2024-08-28 カリフォルニア工科大学(Caltech)
<関連情報>
- https://www.caltech.edu/about/news/new-approach-to-autonomous-vehicle-safety
- https://www.science.org/doi/10.1126/scirobotics.adn4722
アクティブな宇宙船の故障推定と衝突回避のためのオンライン・ツリーベース・プランニング Online tree-based planning for active spacecraft fault estimation and collision avoidance
James Ragan, Benjamin Riviere, Fred Y. Hadaegh, and Soon-Jo Chung
Science Robotics Published:28 Aug 2024
DOI:https://doi.org/10.1126/scirobotics.adn4722
Editor’s summary
As autonomous systems are increasingly deployed in various real-world scenarios, the ability to safely accomplish their desired tasks is dependent on the ability to detect system failures and subsequently take the appropriate action without human intervention. Ragan et al. have developed a method—safe fault estimation via active sensing tree search—for diagnosing system faults capable of planning and acting to ensure safe robot operations. They demonstrated that the method could actively perform fault estimation on a robotic spacecraft simulator on a collision course with a model comet when thrusters are dysfunctional and showed its potential to keep the robot on a safe path. —Amos Matsiko
Abstract
Autonomous robots operating in uncertain or hazardous environments subject to state safety constraints must be able to identify and isolate faulty components in a time-optimal manner.
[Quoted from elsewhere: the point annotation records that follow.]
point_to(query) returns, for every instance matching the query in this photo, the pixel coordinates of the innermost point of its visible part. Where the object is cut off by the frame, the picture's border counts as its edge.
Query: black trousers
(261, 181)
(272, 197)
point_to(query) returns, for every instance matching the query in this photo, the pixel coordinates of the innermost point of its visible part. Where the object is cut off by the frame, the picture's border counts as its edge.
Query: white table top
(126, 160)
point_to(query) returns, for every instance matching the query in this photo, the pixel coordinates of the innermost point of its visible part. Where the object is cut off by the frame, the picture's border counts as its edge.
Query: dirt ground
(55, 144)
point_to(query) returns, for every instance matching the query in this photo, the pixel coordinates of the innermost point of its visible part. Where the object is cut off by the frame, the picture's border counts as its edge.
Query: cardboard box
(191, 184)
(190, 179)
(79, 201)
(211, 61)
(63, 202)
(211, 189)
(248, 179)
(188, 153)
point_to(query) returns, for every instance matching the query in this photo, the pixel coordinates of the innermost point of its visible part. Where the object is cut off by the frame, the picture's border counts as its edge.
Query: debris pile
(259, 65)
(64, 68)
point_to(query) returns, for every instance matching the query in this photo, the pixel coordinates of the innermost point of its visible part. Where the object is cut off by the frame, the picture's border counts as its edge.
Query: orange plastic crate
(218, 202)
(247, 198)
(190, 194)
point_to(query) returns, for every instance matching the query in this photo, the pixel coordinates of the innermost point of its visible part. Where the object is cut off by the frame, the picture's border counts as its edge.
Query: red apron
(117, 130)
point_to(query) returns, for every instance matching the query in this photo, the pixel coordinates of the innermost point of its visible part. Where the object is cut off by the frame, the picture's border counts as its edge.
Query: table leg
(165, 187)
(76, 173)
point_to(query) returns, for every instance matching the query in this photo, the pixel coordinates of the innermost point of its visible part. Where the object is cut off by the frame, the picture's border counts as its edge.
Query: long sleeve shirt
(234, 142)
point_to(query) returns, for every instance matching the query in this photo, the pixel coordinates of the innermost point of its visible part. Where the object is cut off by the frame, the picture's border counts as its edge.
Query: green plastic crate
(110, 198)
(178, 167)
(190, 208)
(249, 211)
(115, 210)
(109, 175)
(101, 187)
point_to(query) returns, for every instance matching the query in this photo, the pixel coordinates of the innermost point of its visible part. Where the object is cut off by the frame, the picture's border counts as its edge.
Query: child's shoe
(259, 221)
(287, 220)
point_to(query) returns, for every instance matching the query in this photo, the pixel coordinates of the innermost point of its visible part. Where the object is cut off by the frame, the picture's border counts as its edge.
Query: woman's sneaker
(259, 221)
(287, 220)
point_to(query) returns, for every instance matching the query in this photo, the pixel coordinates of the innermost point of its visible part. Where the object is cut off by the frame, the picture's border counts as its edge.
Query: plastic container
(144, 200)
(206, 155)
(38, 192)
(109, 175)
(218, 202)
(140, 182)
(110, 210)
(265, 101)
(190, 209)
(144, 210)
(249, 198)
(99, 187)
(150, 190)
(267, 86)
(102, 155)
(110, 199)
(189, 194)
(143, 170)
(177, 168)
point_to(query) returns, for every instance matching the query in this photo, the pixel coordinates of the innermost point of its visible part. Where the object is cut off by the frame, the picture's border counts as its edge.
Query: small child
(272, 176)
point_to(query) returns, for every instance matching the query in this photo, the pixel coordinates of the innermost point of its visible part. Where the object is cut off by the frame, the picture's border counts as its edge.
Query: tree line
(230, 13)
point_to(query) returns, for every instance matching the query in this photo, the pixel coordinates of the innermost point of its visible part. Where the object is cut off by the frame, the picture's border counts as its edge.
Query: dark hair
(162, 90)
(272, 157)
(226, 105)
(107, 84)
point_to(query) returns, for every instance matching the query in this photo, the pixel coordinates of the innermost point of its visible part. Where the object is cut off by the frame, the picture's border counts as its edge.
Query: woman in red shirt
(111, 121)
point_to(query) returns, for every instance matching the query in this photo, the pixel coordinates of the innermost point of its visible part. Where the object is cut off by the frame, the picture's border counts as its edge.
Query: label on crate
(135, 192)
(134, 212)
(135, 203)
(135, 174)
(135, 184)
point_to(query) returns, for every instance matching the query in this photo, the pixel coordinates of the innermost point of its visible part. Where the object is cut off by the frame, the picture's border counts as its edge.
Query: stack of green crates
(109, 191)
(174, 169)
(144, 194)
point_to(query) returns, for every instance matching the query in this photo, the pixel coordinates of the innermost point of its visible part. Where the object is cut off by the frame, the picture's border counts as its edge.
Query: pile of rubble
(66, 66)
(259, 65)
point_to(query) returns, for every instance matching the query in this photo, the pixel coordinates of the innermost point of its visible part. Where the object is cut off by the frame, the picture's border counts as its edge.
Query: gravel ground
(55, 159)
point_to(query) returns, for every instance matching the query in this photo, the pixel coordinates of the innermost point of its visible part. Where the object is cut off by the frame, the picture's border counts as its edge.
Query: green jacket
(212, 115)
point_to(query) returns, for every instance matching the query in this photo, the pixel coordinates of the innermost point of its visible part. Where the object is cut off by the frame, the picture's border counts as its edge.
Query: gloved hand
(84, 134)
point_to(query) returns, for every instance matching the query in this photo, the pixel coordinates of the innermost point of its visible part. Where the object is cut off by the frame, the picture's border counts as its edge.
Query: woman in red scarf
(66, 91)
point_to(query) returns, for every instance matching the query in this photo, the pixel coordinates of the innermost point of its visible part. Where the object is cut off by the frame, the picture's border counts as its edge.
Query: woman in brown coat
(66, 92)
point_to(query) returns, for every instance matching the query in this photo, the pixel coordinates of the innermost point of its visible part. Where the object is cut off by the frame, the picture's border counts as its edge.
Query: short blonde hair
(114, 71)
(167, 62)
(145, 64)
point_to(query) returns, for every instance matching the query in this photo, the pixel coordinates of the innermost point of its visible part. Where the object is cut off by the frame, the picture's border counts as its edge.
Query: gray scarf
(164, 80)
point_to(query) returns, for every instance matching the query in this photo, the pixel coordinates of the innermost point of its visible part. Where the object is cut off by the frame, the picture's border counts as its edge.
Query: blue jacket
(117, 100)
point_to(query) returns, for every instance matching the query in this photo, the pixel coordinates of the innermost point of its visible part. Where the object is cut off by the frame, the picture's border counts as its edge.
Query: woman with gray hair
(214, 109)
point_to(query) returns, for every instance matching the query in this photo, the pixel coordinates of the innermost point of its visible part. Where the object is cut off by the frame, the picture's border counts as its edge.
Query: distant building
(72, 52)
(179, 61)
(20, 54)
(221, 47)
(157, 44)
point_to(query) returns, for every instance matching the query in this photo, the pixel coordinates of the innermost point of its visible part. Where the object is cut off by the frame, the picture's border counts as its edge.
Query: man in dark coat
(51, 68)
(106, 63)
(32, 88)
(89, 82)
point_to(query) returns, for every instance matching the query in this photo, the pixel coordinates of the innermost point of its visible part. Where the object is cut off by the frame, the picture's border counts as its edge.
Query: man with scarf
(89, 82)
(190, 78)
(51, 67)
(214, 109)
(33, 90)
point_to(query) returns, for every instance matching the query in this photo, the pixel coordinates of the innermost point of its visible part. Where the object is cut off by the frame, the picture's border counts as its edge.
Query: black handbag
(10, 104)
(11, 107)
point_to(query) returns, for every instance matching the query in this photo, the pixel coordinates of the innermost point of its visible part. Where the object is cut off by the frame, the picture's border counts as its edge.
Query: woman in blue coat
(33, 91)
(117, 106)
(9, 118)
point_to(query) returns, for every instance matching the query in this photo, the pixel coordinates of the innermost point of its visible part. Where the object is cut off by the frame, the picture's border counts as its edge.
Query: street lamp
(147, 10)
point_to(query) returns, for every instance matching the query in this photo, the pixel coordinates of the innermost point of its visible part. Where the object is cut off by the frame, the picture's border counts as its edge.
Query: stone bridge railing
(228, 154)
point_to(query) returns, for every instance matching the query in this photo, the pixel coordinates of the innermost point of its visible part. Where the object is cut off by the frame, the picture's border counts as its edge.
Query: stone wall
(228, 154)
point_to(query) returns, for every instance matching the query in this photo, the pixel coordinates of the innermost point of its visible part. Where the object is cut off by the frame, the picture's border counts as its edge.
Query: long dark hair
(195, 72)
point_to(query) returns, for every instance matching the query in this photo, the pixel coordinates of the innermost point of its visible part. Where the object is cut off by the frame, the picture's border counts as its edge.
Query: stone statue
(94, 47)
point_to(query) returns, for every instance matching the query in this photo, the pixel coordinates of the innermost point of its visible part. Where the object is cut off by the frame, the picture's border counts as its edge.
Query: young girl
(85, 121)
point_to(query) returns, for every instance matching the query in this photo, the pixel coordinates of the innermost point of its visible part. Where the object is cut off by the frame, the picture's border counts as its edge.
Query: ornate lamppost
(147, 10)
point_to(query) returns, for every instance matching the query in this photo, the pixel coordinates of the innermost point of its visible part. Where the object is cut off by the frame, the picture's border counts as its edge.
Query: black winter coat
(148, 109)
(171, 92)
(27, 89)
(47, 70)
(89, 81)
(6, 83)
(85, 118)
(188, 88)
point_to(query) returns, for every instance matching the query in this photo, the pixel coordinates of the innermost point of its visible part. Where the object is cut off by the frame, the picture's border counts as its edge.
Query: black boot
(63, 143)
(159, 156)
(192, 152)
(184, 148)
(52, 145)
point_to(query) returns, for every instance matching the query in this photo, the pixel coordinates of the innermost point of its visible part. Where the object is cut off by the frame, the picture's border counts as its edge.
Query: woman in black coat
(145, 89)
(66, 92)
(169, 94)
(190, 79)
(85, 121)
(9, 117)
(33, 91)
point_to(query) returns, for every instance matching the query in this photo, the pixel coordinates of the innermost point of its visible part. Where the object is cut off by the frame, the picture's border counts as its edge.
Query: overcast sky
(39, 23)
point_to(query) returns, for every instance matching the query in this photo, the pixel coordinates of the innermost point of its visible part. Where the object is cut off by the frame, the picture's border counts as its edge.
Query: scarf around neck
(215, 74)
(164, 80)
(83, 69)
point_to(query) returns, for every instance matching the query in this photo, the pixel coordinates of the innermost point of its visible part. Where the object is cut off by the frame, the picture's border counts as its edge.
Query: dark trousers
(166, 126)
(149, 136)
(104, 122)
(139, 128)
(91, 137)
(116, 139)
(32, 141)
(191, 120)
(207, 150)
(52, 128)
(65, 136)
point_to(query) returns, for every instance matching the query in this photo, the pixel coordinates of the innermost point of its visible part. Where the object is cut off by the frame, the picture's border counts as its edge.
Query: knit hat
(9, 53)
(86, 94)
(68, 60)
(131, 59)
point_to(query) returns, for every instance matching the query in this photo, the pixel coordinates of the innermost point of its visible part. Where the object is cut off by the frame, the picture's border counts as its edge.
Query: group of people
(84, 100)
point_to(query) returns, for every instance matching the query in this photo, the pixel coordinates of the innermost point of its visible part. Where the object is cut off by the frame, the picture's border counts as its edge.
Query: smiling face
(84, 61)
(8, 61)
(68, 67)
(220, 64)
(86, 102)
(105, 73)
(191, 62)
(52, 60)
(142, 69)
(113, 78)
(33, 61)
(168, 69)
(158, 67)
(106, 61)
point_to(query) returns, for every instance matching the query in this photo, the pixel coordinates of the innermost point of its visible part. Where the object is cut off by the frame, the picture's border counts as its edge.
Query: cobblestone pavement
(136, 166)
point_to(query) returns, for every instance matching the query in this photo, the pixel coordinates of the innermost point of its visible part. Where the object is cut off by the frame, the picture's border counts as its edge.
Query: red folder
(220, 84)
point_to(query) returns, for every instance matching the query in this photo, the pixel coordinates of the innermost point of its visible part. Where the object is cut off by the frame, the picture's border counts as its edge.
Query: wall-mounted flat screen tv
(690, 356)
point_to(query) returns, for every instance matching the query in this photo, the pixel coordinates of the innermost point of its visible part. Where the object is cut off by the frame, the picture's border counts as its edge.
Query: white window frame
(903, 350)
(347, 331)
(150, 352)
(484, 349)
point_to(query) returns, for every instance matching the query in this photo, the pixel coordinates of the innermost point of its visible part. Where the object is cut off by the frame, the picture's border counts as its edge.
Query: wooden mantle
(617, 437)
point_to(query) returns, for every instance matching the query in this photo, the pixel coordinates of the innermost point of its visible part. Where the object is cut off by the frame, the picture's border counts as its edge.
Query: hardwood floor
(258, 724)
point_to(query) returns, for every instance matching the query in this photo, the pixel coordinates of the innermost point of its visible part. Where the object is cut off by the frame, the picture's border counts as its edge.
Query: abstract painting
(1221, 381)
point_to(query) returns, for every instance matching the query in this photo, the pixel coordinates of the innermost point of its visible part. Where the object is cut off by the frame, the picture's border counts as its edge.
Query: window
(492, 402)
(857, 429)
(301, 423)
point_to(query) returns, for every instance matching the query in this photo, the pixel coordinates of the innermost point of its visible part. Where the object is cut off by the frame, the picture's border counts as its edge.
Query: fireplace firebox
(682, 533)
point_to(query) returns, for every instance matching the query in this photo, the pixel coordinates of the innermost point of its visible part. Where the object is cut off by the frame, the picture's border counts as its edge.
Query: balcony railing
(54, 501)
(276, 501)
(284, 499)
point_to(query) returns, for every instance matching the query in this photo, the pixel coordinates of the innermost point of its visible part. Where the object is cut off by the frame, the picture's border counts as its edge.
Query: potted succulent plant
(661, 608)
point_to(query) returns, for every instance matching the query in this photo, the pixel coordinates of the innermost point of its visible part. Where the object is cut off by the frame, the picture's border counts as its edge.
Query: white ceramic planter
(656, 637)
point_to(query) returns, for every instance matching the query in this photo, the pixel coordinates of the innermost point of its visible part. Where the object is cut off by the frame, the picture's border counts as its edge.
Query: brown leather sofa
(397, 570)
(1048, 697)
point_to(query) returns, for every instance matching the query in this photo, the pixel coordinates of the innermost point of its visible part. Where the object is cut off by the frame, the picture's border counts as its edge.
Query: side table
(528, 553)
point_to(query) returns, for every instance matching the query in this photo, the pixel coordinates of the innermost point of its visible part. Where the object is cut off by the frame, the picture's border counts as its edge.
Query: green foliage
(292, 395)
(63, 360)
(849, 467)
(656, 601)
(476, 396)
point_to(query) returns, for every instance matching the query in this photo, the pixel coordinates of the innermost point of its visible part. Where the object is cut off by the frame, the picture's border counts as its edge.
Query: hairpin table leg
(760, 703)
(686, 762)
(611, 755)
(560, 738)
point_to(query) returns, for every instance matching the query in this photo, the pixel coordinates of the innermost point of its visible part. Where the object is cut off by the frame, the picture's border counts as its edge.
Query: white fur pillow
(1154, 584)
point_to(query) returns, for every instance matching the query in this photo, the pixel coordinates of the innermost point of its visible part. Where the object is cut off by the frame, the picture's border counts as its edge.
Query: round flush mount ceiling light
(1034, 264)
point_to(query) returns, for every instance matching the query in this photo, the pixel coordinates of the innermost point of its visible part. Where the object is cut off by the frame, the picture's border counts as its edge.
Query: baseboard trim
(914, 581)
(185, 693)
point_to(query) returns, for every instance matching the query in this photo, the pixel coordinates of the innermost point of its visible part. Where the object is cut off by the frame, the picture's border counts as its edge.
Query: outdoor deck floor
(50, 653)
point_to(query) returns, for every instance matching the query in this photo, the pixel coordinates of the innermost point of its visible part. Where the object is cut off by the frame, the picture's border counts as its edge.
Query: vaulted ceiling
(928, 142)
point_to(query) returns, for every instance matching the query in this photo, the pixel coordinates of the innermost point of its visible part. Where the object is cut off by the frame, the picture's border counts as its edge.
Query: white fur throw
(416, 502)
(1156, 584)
When the underlying fault is ambiguous and intertwined with the robot’s state estimation, motion plans that discriminate between simultaneous actuator and sensor faults are necessary. However, the coupled fault mode and physical state uncertainty creates a constrained optimization problem that is challenging to solve with existing methods. We combined belief-space tree search, marginalized filtering, and concentration inequalities in our method, safe fault estimation via active sensing tree search (s-FEAST), a planner that actively diagnoses system faults by selecting actions that give the most informative observations while simultaneously enforcing probabilistic state constraints. We justify this approach with theoretical analysis showing s-FEAST’s convergence to optimal policies. Using our robotic spacecraft simulator, we experimentally validated s-FEAST by safely and successfully performing fault estimation while on a collision course with a model comet. These results were further validated through extensive numerical simulations demonstrating s-FEAST’s performance.